Changes to federal immigration policy not only affect the revenues that Social Security and Medicare receive, but also increase the number of people eligible for benefits in the future, according to the Congressional Budget Office. Both Social Security and Medicare face solvency and funding challenges.
Concern is growing that undocumented immigrants who illegally worked under fake, invalid, or fraudulent Social Security numbers may at some point receive benefits based on such work. A survey conducted by TSCL found that 82% of respondents opposed the current government policy that allows Social Security to determine entitlement to Social Security benefits based on earnings from jobs worked without legal authorization.
TSCL recently released an in-depth report that looks at Social Security’s policy that allows entitlement based on work performed under invalid and false Social Security numbers. Here are some highlights:
- Current policy benefits undocumented immigrants who have committed document fraud by using stolen, fraudulent, or invalid Social Security numbers (SSNs) to work. Rather than penalizing individuals for the use of fake or invalid SSNs, the Social Security Administration (SSA) uses all reported earnings from covered employment when determining entitlement and benefits—even when earnings are from unauthorized work under fraudulent SSNs, according to the CBO.
- Citizenship is not a requirement to claim Social Security benefits. Undocumented immigrants who receive work authorization at some point, even temporarily, and who also receive a valid SSN, may eventually claim Social Security benefits if other qualifications are met, according to the Congressional Research Service.

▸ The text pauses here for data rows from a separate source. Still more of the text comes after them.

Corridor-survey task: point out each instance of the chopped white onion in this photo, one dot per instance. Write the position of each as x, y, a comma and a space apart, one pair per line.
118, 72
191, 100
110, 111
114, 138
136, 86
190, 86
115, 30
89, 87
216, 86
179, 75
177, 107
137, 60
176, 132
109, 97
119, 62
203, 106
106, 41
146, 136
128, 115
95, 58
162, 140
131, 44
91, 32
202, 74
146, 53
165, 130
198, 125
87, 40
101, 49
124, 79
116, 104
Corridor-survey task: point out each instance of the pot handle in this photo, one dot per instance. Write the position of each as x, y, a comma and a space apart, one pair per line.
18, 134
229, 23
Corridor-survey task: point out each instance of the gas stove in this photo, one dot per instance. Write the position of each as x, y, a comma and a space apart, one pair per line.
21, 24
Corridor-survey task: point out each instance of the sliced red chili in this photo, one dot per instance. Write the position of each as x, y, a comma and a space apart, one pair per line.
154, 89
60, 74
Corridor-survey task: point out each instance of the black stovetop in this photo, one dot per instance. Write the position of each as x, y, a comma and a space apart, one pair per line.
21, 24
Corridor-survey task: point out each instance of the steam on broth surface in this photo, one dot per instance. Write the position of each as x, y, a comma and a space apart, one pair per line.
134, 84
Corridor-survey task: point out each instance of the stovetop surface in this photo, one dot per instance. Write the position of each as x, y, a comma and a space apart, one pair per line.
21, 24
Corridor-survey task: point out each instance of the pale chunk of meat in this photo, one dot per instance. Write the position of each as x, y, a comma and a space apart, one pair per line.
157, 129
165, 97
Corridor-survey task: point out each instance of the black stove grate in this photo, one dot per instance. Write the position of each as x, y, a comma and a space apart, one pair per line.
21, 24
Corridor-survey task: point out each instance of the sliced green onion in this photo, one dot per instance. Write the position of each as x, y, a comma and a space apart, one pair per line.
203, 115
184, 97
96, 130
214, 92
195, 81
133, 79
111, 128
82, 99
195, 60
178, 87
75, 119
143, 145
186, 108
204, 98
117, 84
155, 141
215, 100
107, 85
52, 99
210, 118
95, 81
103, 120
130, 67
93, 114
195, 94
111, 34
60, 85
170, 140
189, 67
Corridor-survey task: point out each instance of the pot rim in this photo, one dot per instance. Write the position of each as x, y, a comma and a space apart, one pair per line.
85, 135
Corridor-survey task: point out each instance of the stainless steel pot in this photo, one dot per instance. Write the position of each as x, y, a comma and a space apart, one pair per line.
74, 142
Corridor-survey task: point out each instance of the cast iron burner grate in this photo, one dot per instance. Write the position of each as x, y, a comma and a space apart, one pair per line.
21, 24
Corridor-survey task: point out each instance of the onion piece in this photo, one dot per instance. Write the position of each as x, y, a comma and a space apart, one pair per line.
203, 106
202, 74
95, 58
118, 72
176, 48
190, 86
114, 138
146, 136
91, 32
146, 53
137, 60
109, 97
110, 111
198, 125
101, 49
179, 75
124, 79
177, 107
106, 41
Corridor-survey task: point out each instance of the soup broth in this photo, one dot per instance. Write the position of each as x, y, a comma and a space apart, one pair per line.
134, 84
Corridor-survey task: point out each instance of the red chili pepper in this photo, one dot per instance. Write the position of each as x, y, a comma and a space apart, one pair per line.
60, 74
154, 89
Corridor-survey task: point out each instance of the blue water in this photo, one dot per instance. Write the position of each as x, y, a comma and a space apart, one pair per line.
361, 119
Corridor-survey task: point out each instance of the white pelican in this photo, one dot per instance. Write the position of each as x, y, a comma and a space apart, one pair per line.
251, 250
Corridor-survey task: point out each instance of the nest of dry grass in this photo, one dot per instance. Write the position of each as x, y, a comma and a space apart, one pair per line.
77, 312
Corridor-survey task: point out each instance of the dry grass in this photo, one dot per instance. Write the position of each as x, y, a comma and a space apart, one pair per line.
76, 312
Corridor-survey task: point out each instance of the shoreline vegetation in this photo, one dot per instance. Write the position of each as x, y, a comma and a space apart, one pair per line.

- Although law forbids work without authorization, immigrants use invalid SSNs to get jobs. When employers provide W2s in which the name and SSN do not match those in the SSA’s records, the wage report is held in the Earnings Suspense File (ESF) until the discrepancy can be corrected, according to the Social Security Administration’s Office of the Inspector General. This can occur even years later when a claim for benefits is filed.
- Social Security Administration data indicate that, since 2000, the ESF grew at an unprecedented pace. According to TSCL’s new report, since 2000 SSA has received, on average, 8.8 million suspicious wage reports annually. Cumulative wages since 1980 now total more than $1.2 trillion, unadjusted for inflation. Wages are important because Social Security benefits are based on an individual’s earnings record, not the taxes paid in.
“Because earnings are used to determine entitlement, the portion of earnings from jobs worked prior to legal authorization poses a substantial long-term liability to the Social Security Trust Fund that worsens solvency,” says TSCL Chairman Ed Cates. It’s widely anticipated that Congress may cut Social Security benefits, perhaps significantly, at some point in the future. This policy that “pays benefits based on illegal work” raises questions as to whether individuals who worked without authorization and committed document fraud will benefit at the expense of others who paid in under valid SSNs.
TSCL believes that Congress should strengthen Social Security’s protections by enacting legislation to prohibit the use of unauthorized earnings from being counted toward eligibility for Social Security benefits, a change that should be made regardless of the outcome of the Supreme Court decision or whether Congress moves on immigration or Social Security report.
Sources: “The Rising Cost of Unauthorized Work To Social Security: Growth of the Social Security Earnings Suspense File Points To Substantial Long-Term Social Security Costs,” Mary Johnson, Social Security and Medicare policy consultant, The Senior Citizens League, April 2016.